The Architecture of a Deccan Sultanate: Courtly Practice and Royal Authority in Late Medieval India
13 November 2020
The first event part of the From Malabar to Coromandel webinar series organised by the Deccan Heritage Foundation in collaboration with the Centre for Islamic Studies, University of Cambridge and the His Highness Srikantadatta Narasimharaja Wadiyar Foundation, held on November 13th, 2020.
A discussion on Dr. Pushkar Sohoni’s (IISER, Pune) latest book The Architecture of a Deccan Sultanate: Courtly Practice and Royal Authority in Late Medieval India.
Watch the video below.
Speaker(s)

Pushkar Sohoni
Pushkar Sohoni trained as an architect and then studied Indian architectural history, specialising in Islamic traditions of the Deccan. He is author of Aurangabad, with Daulatabad, Khuldabad and Ahmadnagar (Mumbai 2014).

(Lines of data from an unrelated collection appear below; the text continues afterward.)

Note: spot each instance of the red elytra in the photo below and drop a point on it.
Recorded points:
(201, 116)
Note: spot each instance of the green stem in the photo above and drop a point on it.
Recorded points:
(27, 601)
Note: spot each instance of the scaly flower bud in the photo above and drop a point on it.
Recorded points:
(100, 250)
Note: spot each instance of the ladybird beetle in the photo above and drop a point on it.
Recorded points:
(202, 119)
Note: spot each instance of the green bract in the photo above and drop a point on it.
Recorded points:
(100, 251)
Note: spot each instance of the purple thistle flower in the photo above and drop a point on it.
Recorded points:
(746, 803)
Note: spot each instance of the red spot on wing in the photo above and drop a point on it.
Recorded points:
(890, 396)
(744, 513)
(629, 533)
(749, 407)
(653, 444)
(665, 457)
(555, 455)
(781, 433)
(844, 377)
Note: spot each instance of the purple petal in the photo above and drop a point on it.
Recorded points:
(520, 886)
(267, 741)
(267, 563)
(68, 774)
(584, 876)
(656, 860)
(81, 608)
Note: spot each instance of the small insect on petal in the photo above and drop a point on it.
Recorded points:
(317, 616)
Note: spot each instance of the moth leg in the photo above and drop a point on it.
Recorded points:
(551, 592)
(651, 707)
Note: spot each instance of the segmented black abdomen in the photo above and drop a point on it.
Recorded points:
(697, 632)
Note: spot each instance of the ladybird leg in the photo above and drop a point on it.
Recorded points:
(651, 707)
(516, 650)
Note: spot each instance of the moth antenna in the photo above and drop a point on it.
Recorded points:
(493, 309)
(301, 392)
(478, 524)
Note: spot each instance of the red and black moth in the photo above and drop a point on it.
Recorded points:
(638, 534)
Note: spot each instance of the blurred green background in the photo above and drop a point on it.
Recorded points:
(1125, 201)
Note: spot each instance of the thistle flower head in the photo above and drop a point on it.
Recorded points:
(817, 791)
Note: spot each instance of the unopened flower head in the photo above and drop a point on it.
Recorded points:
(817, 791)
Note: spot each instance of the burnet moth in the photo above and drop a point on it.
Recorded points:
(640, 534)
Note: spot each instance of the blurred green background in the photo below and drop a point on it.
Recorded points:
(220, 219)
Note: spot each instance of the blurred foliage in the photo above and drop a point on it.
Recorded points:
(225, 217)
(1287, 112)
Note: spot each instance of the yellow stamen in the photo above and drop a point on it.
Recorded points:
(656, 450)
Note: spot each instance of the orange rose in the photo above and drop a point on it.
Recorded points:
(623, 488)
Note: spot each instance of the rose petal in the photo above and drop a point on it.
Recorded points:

Formerly the South Asian Librarian at the University of Pennsylvanian Libraries, Philadelphia, USA, he is now Assistant Professor in Humanities and Social Sciences at the Indian Institute of Science, Education and Research (IISER), Pune.

Marika Sardar
Marika Sardar is Curator at the Aga Khan Museum, having previously worked at the Museum of Islamic Art in Doha, Qatar; the San Diego Museum of Art; and the Metropolitan Museum of Art. Major exhibitions include Interwoven Globe (2013), focusing on the worldwide textile trade from the sixteenth–eighteenth centuries; Sultans of Deccan India, 1500-1750 (2015), examining the artistic traditions of the Muslim sultanates of central India; and Epic Tales from Ancient India (2016), looking at narrative traditions and the illustration of texts from South Asia.

Dr Vivek Gupta
Dr Vivek Gupta is a Postdoctoral Associate in Islamic Art (2020-2023) at the Centre of Islamic Studies at the University of Cambridge where he is also affiliated with Jesus College. He completed his PhD at SOAS, University of London, with a thesis entitled Wonder Reoriented: Manuscripts and Experience in Islamicate Societies of South Asia (ca. 1450–1600).